I'm going to check out the web site.


----------



## Bill91143 (Jun 7, 2013)

Check on ebay. I bought a really nice one for $30.00 totally assembled. Seems like shipping was around $8.00


----------



## tibadoe (May 18, 2013)

Bill91143 said:


> Check on ebay...........


Good idea, didn't think of that!


----------



## hilreal (Aug 16, 2005)

Kelly has free shipping this week if you spend $200. There items are excellent quality.


----------



## dphillipm (Mar 27, 2013)

hilreal said:


> Kelly has free shipping this week if you spend $200. There items are excellent quality.

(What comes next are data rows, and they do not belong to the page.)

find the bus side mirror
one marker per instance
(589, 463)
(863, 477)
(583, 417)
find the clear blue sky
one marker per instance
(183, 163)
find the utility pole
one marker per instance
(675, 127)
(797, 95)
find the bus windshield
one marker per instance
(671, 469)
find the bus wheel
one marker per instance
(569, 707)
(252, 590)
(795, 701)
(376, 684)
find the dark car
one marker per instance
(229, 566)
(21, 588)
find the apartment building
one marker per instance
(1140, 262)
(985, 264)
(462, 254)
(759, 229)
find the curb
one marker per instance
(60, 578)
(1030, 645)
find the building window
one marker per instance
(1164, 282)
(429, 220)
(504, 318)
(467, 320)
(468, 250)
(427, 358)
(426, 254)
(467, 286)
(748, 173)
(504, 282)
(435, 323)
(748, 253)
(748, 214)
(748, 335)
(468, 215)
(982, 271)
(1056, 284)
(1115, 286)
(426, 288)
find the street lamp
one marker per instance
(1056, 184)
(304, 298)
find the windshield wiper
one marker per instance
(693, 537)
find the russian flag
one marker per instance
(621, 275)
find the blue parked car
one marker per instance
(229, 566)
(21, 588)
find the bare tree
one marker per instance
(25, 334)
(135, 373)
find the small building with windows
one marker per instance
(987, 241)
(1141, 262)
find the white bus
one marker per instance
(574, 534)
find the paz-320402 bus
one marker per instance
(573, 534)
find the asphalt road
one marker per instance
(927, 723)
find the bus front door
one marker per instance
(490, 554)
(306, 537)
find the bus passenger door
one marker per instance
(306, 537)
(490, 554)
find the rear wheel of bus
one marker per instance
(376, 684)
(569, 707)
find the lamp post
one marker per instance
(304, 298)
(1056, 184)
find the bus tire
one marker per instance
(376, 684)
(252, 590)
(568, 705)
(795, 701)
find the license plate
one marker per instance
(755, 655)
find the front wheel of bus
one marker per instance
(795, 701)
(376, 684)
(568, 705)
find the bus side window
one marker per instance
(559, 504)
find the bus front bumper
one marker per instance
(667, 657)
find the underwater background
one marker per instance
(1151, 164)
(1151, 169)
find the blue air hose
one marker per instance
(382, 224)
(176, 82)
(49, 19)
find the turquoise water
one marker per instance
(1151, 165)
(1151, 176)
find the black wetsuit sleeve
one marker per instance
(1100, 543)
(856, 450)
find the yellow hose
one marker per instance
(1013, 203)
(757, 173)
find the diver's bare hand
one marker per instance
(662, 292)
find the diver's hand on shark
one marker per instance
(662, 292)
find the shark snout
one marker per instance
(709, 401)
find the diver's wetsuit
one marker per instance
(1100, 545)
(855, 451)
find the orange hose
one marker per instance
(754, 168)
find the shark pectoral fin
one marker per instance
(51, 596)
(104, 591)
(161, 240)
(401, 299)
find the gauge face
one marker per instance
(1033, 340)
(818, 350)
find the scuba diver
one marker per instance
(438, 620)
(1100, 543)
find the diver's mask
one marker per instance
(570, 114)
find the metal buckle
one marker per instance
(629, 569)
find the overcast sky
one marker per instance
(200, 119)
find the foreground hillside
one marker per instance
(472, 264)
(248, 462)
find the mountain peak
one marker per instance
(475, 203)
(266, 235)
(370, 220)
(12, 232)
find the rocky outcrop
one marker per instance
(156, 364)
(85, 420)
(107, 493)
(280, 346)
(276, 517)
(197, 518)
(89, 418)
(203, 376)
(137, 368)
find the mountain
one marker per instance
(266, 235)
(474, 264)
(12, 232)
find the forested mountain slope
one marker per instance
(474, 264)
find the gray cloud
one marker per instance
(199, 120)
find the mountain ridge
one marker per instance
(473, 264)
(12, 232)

I buy mind from Mann lake . I only buy the body,and make my bottoms,and tops. I believe that they are $9.50 a piece for the economy grade. What I really like about them is that when you clamp the four sides together the box is square. It is hard to beat their prices also. Yesterday I compared a few things that I need to the price of Kelly. Mann lake beat their price on everything. Their ritecell foundation is the closes thing to wax that I have found in plastic. I don't understand why small cell foundation is more expensive than regular foundation. I don't believe they offer small cell in the rite-cell foundation. I want to buy some frame feeders for my mating nucs. I like the one that Mann lake has that have the two ladders better than the lone Kelly offers. I have been pleased with the plastic tray top feeder that Mann lake carry. I believe their top feeder is $21.00.


----------



## Robbin (May 26, 2013)

tibadoe said:


> I'm going to check out the web site.



They also have Medium nucs with tops, inner covers if you use them and you can get SBB for them as well. Basicly, a mini hive. I really like mine. 
Much nicer than some of the nucs I've bought.


----------



## tibadoe (May 18, 2013)

From what I have checked out, looks like Mann Lake and Brushy Mountain have the best kits quality wise. Decisions - decisions!


----------



## GLOCK (Dec 29, 2009)

I'd go with Brushy Mountain I have mann lakes and Brushy Mountain and Brushy Mountain is much better.


----------



## tibadoe (May 18, 2013)

Finally went for a Brushy Mountains 9 1/2"Complete NUC. Opened the box this morning and was impressed with the quality.


----------



## WilliesHoneyCo (Jun 23, 2013)

I had the same question. I came to the conclusion way cheaper to build than to buy but I have tools so I made about 200 of them this winter. Got white pine for 70 cents a foot so I figured why not lol. When I did buy a few Mann Lakes worked really well, plus its free shipping if you order enough


----------



## Belewsboy (Jun 6, 2012)

I prefer the Brushy Mountain Nuc. Good quality, screened bottom, IPM board and inner cover. I've bought a few...all went together well.
I'm sure you will enjoy yours.


----------



## Adrian Quiney WI (Sep 14, 2007)

Here is a tip if you want a queen excluder to fit a nuc. All you have to do is cut a 10 frame plastic one in half. My nucs are 9" width, which means there is about 7.5 inches inner space. 

It is easy enough to cut the excluder into 8 1/4 inches. This does not give a perfect fit on a 9" wide nuc, but allows you to get 2 excluders for the price of one. Alternatively, you can cut off a 9" strip and have a 7 1/4" piece left over to play with.


----------



## shinbone (Jul 5, 2011)

After checking most of the big name vendors, Brushy Mountain seems to have the most complete selection of 5-frame equipment. Their equipment is high quality, too.

However, I would consider buying from the vendor down the road. The savings on shipping costs would be substantial.


----------